Representatives of election integrity groups from all across the
country met at Catholic University in Washington, D.C. April 7-9 to
trade ideas and get advice from people who have been fighting this
fight for years.
Carole Simmons and I represented Iowans for Voting Integrity. We
heard more valuable ideas for promoting election reform than I can
enumerate here. Among the most important and practical:
(1)The most obvious— be a pollworker or a pollwatcher. See the Poll Monitors’ and Poll Workers’ Guide to Electronic Voting
for ideas on what to observe. In Iowa ballot counting is public, so you
don’t need to be either a pollworker or pollwatcher to observe the
counting of the votes. Show up where the votes are being counted and
record events. Be very alert to what you see, but be polite and
respectful to election workers. Some election activists have developed
remarkably productive relationships with local and state officials by
simply being nice and knowledgeable. Challenge what you think is wrong,
but you are not there to say “gotcha.”
(2)Write yourself a pithy, 30-second speechon the election integrity
issue. Be ready to go into detail, but be able to make your point
quicky. Example: “In this country, we have several companies running
our elections on behalf of our governments. You wouldn’t believe how
secretive these companies are and what little power any level of
government has to regulate them.” Plenty of people can do better than
that example speech, but it gives you an idea.
(3)Watchdog your county election system. John Washburn, a software
tester and election activist in Wisconsin, describes four things you
can do about voting integrity in your county:
*Show up at the offices of the county commissioner for the L&A
testing of the software. No need to help— just show up and record the
proceedings.
*Examine the purchase documents to confirm the system your election
administrator is buying or has taken delivery on is actually
state-approved.
*If the state-approved system has conditional use requirements (e.g.

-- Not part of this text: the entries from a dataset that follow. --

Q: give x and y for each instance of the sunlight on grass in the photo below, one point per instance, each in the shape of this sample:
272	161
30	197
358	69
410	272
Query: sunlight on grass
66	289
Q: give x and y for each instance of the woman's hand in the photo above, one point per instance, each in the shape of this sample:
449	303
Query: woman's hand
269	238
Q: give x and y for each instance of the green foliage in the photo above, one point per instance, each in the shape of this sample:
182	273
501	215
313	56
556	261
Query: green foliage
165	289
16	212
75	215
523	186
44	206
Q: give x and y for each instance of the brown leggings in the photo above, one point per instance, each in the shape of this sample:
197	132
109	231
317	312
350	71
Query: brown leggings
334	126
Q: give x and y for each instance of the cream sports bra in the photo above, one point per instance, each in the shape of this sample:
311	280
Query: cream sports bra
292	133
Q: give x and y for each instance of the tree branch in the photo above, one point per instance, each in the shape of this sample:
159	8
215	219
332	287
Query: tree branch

security protocols), ask your election administrator for documentation
the conditions of use are being met.
*Show up at the precinct canvassing of votes and or the county-wide
tabulation. Again, no need to help just show up and record the
proceedings.
These are the most specific and local actions an election integrity
advocate can undertake. We still need state and federal laws requiring
truly independent testing of voting equipment, voter-verified paper
ballots, random hand audits, and fully disclosed vote-counting
software. But nothing does more for our cause than the close
observation of elections and election equipment in your own area. After
all, it is a mountain of specific and local examples of hackable voting
machines, careless procedures, and other oddities that is moving
election reform ever closer to the country’s front burner.